Mario Guiducci (18 March 1583 in Florence – 5 November 1646 in Florence) was an Italian scholar and writer. A friend and colleague of Galileo, he collaborated with him on the Discourse on Comets in 1618.

Mario Guiducci's spade of membership at the Accademia della Crusca with his pseudonym ('Ricoverato')

Early life

Mario Guiducci was born in the San Frediano quarter of Florence. His father was Alessandro Guiducci, son of a senator, and his mother was Camilla Capponi. He had at least two brothers, Giulio, who died in 1654 and Simone, as well as a sister, Maddalena, who married Orazio Cavalcanti. He was sent to the Jesuit College in Rome as a boy. He never appears to have earned his doctorate in philosophy at Rome, but he did become a Doctor of both laws at the university of Pisa on 27 May 1610. At some time, probably after this, he became a pupil either of Benedetto Castelli, or, possibly, of Galileo himself.[1]

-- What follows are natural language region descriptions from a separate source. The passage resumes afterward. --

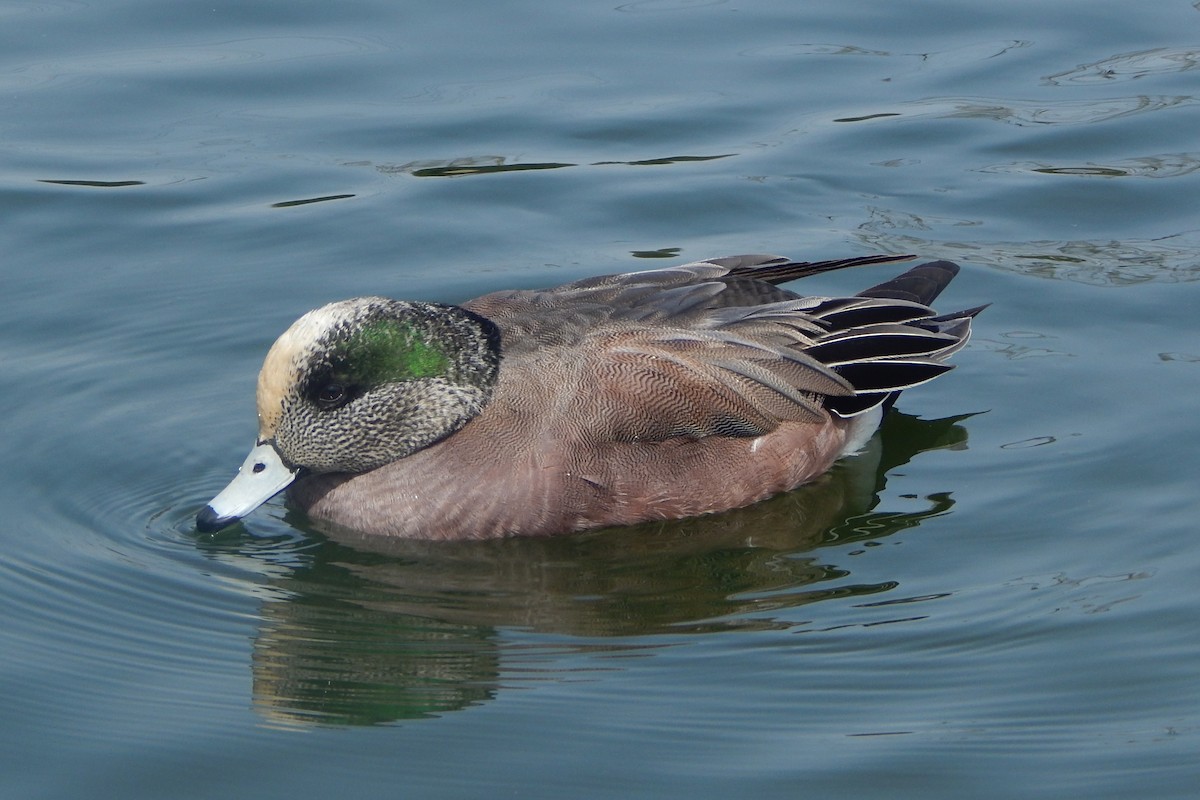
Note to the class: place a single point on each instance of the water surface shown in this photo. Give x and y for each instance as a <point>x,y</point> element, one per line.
<point>996,601</point>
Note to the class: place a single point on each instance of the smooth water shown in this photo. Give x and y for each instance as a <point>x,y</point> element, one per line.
<point>996,601</point>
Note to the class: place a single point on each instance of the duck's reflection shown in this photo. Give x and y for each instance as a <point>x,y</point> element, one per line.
<point>372,631</point>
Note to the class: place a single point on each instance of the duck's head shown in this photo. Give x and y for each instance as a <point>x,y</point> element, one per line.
<point>355,385</point>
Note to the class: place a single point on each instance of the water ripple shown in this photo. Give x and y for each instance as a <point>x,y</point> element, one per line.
<point>1129,66</point>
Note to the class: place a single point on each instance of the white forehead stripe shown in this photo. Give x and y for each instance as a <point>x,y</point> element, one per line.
<point>287,358</point>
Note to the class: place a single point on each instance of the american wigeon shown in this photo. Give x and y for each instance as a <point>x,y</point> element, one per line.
<point>609,401</point>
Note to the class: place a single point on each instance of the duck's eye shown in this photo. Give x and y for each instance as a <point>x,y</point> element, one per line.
<point>331,396</point>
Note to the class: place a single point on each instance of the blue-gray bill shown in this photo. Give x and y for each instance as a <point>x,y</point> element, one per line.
<point>263,475</point>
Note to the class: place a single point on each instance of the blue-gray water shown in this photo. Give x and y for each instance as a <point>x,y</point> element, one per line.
<point>1006,608</point>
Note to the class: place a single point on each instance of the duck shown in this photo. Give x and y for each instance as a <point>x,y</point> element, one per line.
<point>610,401</point>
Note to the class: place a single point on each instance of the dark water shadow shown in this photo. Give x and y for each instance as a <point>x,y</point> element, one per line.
<point>365,631</point>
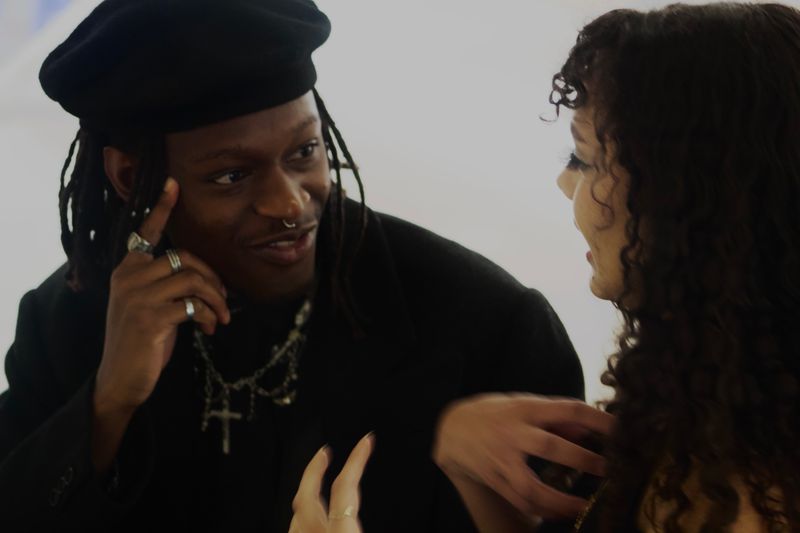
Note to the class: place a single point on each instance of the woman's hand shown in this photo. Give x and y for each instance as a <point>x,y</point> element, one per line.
<point>488,439</point>
<point>311,514</point>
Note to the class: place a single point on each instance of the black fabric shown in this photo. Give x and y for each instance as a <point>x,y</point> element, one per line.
<point>172,65</point>
<point>441,323</point>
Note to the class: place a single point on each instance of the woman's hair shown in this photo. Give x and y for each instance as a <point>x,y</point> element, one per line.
<point>95,221</point>
<point>702,107</point>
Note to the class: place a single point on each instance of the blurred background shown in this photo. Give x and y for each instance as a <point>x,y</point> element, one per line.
<point>441,102</point>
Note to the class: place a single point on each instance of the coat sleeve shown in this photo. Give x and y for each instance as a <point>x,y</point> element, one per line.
<point>47,480</point>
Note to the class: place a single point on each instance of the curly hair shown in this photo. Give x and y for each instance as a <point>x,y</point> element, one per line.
<point>95,221</point>
<point>702,107</point>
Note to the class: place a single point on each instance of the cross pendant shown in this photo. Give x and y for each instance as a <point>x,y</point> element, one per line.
<point>225,416</point>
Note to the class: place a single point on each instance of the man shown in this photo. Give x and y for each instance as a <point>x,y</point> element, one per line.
<point>213,330</point>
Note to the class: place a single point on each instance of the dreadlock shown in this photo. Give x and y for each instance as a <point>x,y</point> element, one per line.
<point>95,221</point>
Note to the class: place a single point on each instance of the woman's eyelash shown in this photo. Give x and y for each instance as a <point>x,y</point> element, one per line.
<point>576,164</point>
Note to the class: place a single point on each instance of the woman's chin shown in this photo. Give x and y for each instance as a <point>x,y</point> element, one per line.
<point>601,289</point>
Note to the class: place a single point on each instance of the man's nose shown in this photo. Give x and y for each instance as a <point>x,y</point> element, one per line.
<point>280,196</point>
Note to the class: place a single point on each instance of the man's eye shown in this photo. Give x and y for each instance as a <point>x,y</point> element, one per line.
<point>306,151</point>
<point>229,178</point>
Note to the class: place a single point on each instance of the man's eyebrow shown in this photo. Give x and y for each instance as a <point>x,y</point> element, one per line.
<point>228,151</point>
<point>309,120</point>
<point>241,151</point>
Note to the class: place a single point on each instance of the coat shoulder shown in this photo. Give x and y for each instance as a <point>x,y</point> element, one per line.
<point>443,266</point>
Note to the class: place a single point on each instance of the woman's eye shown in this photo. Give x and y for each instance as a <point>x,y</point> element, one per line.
<point>576,164</point>
<point>229,178</point>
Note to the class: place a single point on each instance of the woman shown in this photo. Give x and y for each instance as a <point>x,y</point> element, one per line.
<point>685,182</point>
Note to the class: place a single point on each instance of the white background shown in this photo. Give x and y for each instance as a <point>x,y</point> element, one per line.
<point>440,102</point>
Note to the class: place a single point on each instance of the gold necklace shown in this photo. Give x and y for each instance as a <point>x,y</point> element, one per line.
<point>218,391</point>
<point>588,509</point>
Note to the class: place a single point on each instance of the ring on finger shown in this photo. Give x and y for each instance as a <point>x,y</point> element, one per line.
<point>189,308</point>
<point>349,512</point>
<point>137,243</point>
<point>174,261</point>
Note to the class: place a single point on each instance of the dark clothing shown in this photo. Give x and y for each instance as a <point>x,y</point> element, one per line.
<point>441,323</point>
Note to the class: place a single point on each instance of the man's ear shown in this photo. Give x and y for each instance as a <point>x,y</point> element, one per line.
<point>120,168</point>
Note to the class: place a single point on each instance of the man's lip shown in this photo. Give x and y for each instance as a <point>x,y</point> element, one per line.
<point>291,235</point>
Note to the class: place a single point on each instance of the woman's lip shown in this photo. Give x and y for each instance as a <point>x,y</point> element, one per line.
<point>286,256</point>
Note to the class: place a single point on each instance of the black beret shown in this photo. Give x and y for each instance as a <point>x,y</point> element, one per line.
<point>173,65</point>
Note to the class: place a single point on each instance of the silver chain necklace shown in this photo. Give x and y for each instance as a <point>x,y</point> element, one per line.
<point>217,391</point>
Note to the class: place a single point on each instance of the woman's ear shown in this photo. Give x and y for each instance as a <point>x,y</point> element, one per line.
<point>120,169</point>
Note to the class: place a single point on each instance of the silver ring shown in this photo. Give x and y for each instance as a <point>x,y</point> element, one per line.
<point>349,512</point>
<point>174,261</point>
<point>189,308</point>
<point>137,243</point>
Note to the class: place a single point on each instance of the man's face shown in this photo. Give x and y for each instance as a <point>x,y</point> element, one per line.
<point>239,181</point>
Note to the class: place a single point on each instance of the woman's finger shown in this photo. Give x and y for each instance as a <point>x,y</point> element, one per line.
<point>502,486</point>
<point>345,497</point>
<point>308,499</point>
<point>544,412</point>
<point>545,445</point>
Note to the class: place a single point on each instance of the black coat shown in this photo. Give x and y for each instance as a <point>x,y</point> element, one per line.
<point>442,323</point>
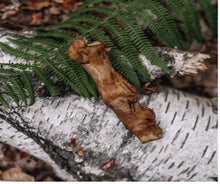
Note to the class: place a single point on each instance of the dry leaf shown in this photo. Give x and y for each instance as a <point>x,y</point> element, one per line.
<point>36,17</point>
<point>107,165</point>
<point>8,14</point>
<point>80,152</point>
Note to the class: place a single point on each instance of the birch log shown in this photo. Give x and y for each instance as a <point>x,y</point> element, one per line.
<point>186,152</point>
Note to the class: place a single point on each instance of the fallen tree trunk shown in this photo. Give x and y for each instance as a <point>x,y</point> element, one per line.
<point>186,152</point>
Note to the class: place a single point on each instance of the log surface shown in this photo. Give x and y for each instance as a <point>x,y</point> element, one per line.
<point>186,152</point>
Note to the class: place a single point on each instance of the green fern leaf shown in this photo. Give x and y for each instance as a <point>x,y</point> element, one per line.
<point>10,92</point>
<point>16,52</point>
<point>58,34</point>
<point>46,80</point>
<point>18,86</point>
<point>29,46</point>
<point>3,101</point>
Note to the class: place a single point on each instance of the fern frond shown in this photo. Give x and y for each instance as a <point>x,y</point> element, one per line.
<point>210,15</point>
<point>30,46</point>
<point>120,63</point>
<point>161,23</point>
<point>58,34</point>
<point>10,92</point>
<point>18,86</point>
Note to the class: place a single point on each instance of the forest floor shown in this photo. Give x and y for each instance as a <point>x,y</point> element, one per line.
<point>27,15</point>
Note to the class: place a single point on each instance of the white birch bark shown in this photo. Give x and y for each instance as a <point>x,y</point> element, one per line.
<point>186,152</point>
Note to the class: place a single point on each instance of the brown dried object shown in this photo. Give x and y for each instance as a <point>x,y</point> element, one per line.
<point>115,91</point>
<point>80,151</point>
<point>107,165</point>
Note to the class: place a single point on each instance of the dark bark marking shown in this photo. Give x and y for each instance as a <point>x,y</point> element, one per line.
<point>215,126</point>
<point>12,136</point>
<point>176,136</point>
<point>213,154</point>
<point>57,104</point>
<point>183,116</point>
<point>119,122</point>
<point>166,96</point>
<point>184,171</point>
<point>187,104</point>
<point>191,170</point>
<point>214,109</point>
<point>192,176</point>
<point>161,150</point>
<point>173,118</point>
<point>187,135</point>
<point>197,118</point>
<point>168,105</point>
<point>154,160</point>
<point>208,104</point>
<point>204,152</point>
<point>203,111</point>
<point>158,123</point>
<point>180,164</point>
<point>184,94</point>
<point>52,101</point>
<point>68,106</point>
<point>178,96</point>
<point>166,148</point>
<point>166,160</point>
<point>197,101</point>
<point>207,126</point>
<point>171,165</point>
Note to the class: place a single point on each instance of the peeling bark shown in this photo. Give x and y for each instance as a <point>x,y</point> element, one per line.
<point>180,62</point>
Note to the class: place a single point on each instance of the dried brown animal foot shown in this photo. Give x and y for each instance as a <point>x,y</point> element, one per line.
<point>115,91</point>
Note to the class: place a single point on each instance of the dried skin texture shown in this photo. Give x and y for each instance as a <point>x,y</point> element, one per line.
<point>107,165</point>
<point>115,91</point>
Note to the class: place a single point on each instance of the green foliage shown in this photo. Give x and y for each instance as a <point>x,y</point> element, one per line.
<point>126,28</point>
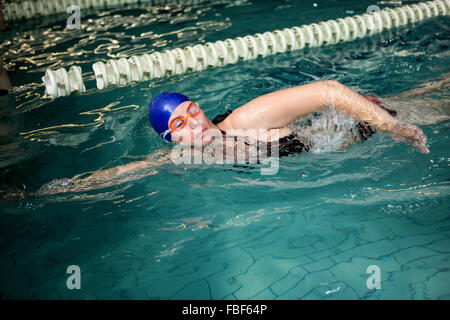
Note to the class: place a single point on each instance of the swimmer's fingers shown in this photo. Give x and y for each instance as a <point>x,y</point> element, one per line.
<point>412,135</point>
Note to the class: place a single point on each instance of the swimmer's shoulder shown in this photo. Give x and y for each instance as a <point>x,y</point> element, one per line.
<point>236,120</point>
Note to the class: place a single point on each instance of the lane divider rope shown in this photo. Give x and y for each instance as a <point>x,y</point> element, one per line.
<point>123,71</point>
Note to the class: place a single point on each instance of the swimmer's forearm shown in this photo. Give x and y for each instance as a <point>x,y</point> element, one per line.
<point>359,108</point>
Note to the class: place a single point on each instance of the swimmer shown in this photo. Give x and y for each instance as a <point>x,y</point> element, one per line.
<point>178,120</point>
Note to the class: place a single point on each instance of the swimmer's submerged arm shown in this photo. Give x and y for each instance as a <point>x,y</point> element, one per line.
<point>280,108</point>
<point>108,177</point>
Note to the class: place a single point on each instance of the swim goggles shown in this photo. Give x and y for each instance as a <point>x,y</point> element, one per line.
<point>180,122</point>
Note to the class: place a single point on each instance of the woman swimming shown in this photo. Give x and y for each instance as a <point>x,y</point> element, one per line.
<point>181,121</point>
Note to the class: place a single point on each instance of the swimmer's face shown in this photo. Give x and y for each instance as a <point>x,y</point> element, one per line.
<point>196,128</point>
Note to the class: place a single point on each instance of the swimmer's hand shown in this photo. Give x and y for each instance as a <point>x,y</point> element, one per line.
<point>410,134</point>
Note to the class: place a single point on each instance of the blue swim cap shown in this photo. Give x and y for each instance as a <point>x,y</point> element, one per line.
<point>160,110</point>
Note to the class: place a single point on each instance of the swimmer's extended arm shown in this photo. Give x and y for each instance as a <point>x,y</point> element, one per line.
<point>105,178</point>
<point>280,108</point>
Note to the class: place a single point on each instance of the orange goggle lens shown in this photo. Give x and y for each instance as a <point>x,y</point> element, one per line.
<point>179,122</point>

Disputes about comets, 1618-20

Frontespiece of Guiducci's Discorso delle comete

In 1618, the year Guiducci became consul of the Accademia Fiorentina, a particularly bright and long-lasting comet was seen in the skies over Europe, and soon afterwards an anonymous pamphlet was published in Rome entitled "De Tribus Cometis Anni MDCXVIII". The pamphlet argued that comet was a real phenomenon and not an optical illusion or atmospheric effect. The author was the Jesuit Orazio Grassi. There were a number of arguments in this which Galileo wanted to counter, but he decided that it would be wise not to publish his arguments under his own name, so he collaborated with Guiducci to produce a text, Discourse on Comets, which Guiducci read out at the Accademia Fiorentina in May 1619 and published the next month.[2]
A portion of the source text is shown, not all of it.